Closed morandd closed 1 year ago
Please provide details about how and what you tested. Preferably provide code that allows us to reproduce your issue.
Hard to provide a simple test case. But the difference was ~60sec (old method) vs ~130sec (dict() method) and this was consistent over several runs and data files. My files were taking 90 seconds to visit and read lat/lon/tags into Python lists. That number dropped to 30sec if I drop the tags processing, and further drops to 3 seconds if I drop the lat/lon copying. So essentially, it seems that copying data from libosmium into Python isn't highly performant.

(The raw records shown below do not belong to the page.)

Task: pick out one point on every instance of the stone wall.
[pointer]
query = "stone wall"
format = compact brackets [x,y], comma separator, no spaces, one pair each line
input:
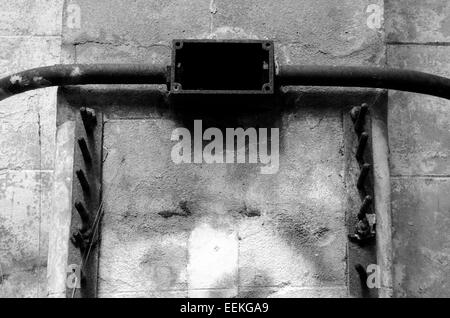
[418,35]
[30,36]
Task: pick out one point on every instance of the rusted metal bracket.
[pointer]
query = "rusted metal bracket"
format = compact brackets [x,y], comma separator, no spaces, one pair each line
[87,207]
[366,226]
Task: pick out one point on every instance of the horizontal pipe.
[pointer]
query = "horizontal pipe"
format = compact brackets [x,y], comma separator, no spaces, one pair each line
[81,74]
[364,76]
[289,75]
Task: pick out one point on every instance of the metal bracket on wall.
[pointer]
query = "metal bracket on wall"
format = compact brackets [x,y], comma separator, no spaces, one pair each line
[87,205]
[366,226]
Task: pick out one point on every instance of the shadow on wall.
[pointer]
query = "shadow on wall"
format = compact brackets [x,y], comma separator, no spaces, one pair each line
[285,212]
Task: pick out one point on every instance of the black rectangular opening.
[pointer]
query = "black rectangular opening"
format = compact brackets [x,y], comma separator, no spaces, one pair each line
[222,67]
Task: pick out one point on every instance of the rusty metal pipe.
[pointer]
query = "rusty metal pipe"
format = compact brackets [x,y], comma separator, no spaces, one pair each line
[364,76]
[289,75]
[81,74]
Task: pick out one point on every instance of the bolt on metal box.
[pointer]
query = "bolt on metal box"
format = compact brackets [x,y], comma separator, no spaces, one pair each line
[222,67]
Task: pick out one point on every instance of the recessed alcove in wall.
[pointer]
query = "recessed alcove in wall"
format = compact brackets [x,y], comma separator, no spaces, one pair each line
[226,230]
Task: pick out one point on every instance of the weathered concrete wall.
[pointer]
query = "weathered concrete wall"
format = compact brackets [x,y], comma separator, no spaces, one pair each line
[418,34]
[29,37]
[296,243]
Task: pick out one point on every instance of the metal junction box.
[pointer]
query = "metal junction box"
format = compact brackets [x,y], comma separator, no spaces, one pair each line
[222,67]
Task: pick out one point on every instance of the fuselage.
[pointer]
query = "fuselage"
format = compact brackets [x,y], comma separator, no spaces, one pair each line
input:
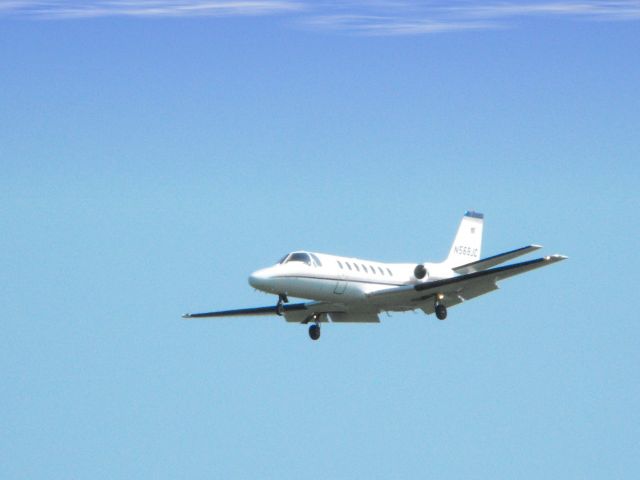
[331,278]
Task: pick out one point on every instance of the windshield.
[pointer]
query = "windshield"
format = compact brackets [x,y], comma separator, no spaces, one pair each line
[299,257]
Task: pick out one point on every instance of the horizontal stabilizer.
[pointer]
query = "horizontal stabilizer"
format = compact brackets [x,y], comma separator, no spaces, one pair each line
[489,262]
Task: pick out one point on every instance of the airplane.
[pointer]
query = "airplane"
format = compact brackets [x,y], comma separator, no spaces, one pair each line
[346,289]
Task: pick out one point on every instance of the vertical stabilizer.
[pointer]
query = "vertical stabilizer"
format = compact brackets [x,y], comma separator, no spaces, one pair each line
[468,242]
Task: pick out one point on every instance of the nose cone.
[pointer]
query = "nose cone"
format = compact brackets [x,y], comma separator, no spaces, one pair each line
[259,279]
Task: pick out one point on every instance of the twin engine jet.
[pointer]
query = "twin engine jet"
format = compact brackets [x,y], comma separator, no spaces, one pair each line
[345,289]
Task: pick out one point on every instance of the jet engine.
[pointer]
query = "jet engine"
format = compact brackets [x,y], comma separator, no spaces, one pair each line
[420,271]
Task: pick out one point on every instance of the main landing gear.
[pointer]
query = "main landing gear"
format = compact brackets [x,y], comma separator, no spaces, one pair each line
[314,328]
[314,331]
[441,311]
[282,299]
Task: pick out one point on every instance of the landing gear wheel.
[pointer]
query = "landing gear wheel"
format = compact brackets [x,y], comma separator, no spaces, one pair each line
[282,299]
[314,331]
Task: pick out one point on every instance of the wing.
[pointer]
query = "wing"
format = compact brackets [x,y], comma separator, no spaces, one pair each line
[455,289]
[293,312]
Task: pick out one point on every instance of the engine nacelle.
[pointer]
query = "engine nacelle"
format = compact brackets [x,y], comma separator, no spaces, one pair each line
[420,271]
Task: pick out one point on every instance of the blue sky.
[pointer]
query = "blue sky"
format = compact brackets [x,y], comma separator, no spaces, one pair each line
[155,153]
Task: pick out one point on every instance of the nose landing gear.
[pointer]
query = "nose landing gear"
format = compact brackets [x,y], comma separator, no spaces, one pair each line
[314,328]
[441,309]
[282,299]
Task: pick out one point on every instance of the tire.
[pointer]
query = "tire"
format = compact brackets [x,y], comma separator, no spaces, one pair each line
[314,331]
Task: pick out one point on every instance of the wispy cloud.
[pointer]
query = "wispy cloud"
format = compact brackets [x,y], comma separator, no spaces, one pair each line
[53,9]
[363,17]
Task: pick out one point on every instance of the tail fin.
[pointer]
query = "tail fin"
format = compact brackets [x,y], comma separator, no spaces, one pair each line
[468,242]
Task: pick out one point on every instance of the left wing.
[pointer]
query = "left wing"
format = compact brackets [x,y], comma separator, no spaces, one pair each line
[456,289]
[293,312]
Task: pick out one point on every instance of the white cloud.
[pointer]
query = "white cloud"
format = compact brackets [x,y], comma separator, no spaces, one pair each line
[146,8]
[363,17]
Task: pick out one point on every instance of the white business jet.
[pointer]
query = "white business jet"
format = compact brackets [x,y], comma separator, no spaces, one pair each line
[345,289]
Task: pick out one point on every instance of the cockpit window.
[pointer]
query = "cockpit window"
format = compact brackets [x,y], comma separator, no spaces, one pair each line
[316,259]
[299,257]
[283,259]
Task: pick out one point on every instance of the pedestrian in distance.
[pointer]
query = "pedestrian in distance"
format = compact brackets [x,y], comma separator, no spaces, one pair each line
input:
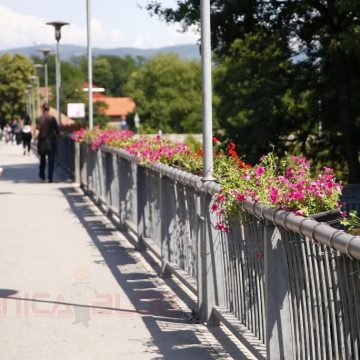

I am not surprised if this issue is hard to fix. Optimizing this might need some low-level investigation related to the python interpreter and Python::C++ binding. I mostly wanted to report this so others can gain a speedup by reverting to the old method.
libosmium seems to be the only(?) convenient way to create .osm.pbf files. Your pyosmium binding is wonderful and much appreciated, but it may be that for highest performance one needs to use libosmium natively in C++.
Issue #106 is fixed, but the fix is slow.
In my testing the new conversion introduced in the fix for #106 d = dict(o.tags) is twice as slow as the old method d = {tag.k: tag.v for tag in o.tags}
This makes a big difference when processing large OSM datasets.